Resulta paradójico que justo cuando se desata el chauvinismo deportivo frente al humor de látex francés, haya una confluencia de filmes del país vecino en nuestra cartelera. Desde El Monje (2011) de Vincent Cassel hasta la Declaración de guerra (2011) de Valérie Donzelli, con la perenne y exitosa The Artist (2011) de Hazanavicius mediante. En esta invasión fílmica destaca The French Kissers (Les beaux gosses, 2009) ópera prima del dibujante de cómicos Riad Sattouf.

The French Kissers es una película sobre la adolescencia protagonizada por adolescentes. Irremediablemente es una comedia porque no hay etapa en la vida más ridícula y estrafalaria que la de la pubertad. Pero lejos de ser French pie, es decir una teen-movie al estilo de American Pie, es un nuevo punto de vista más honesto y auténtico que está más cerca de la Nouvelle Vague que de la comedia basura americana que hemos intentado importar a nuestro país en títulos tan pobres como Mentiras y Gordas o Fuga de cerebros.
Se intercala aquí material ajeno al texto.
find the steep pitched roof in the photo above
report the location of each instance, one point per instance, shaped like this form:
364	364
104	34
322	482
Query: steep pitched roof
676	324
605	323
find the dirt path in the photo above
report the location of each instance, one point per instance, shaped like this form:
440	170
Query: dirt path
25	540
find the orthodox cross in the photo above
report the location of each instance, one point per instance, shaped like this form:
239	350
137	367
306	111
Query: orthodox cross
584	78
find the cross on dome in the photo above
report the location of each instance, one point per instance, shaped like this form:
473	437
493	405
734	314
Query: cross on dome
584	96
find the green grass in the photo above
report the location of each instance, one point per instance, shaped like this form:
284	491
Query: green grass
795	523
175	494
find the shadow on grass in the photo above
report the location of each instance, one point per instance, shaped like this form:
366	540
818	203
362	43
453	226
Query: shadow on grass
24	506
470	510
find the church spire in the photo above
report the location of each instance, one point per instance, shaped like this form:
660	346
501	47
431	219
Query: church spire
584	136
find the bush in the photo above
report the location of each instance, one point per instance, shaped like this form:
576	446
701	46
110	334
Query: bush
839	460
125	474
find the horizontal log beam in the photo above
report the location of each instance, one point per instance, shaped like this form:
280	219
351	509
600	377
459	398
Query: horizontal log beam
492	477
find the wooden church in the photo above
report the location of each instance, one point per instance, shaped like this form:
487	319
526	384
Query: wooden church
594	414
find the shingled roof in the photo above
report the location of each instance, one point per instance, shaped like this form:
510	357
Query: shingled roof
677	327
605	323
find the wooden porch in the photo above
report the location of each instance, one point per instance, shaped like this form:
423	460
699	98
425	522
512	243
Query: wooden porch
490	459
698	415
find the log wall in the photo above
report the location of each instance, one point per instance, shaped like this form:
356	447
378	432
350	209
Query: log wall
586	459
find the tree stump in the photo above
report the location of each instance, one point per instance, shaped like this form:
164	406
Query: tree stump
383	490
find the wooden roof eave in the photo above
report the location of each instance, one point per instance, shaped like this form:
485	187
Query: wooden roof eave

Al igual que Supersalidos (Superbad, 2007) aquí también son protagonistas una pareja de adolescentes pringadillos, valga la redundancia. Pero, se diferencia del producto de Apatow en que el film de Sattouf no necesita conducir a sus personajes a complicadas y extravagantes situaciones, simplemente les deja discurrir por el día a día de unos adolescentes que ya bastantes problemas tienen con controlar sus hormonas.

El despertar sexual, o más bien las ganas de despertarse sexualmente, las frustraciones, los feos, los populares, los matones, los calcetines para masturbarse o los catálogos de ropa. Una multitud de elementos que son tratados con la naturalidad de una época anárquica y en un envoltorio de humor negro, porque si la adolescencia es una comedia, sólo puede ser una comedia negra. En la escena inicial nos presenta en plano fijo a unos protagonistas estáticos que observan atónitos un explícito beso que recuerda a Kids (Larry Clark, 1995). Quizá influya su pasado, y presente, de dibujante de cómics en la facilidad del director para construir planos y escenas que hablan por sí mismos. Como ese plano del ojo entreabierto y curioso del protagonista mientras besa o las numerosas reacciones de terceros ante los besos adolescentes, desde la madre que se entromete, hasta el colega que intenta llamar la atención.

The French Kissers funciona como reverso cómico del aclamado film La clase (Entre les murs, 2008) que fue Palma de Oro en Cannes y que disecciona casi como un documental los problemas educativos en la escuela pública francesa. Dos puntos de vista distintos, de una misma realidad que si los juntáramos obtendríamos algo muy parecido a Los 400 golpes de Truffaut (Les 400 coups, 1959).

El dominio del lenguaje cinematográfico de Sattouf y la espléndida historia que narra, para la que utilizó actores no profesionales en los papeles adolescentes, le valió el premio César a mejor ópera prima, así como la selección en el Festival de Gijón. Además de ser una de las películas más taquilleras en el país galo con más de un millón de espectadores. Aunque con tres años de retraso, por fin, ha llegado a nuestros cines. Una oportunidad para disfrutar del gran cine francés: fresco, realista y aclamado, ese que une a crítica y público.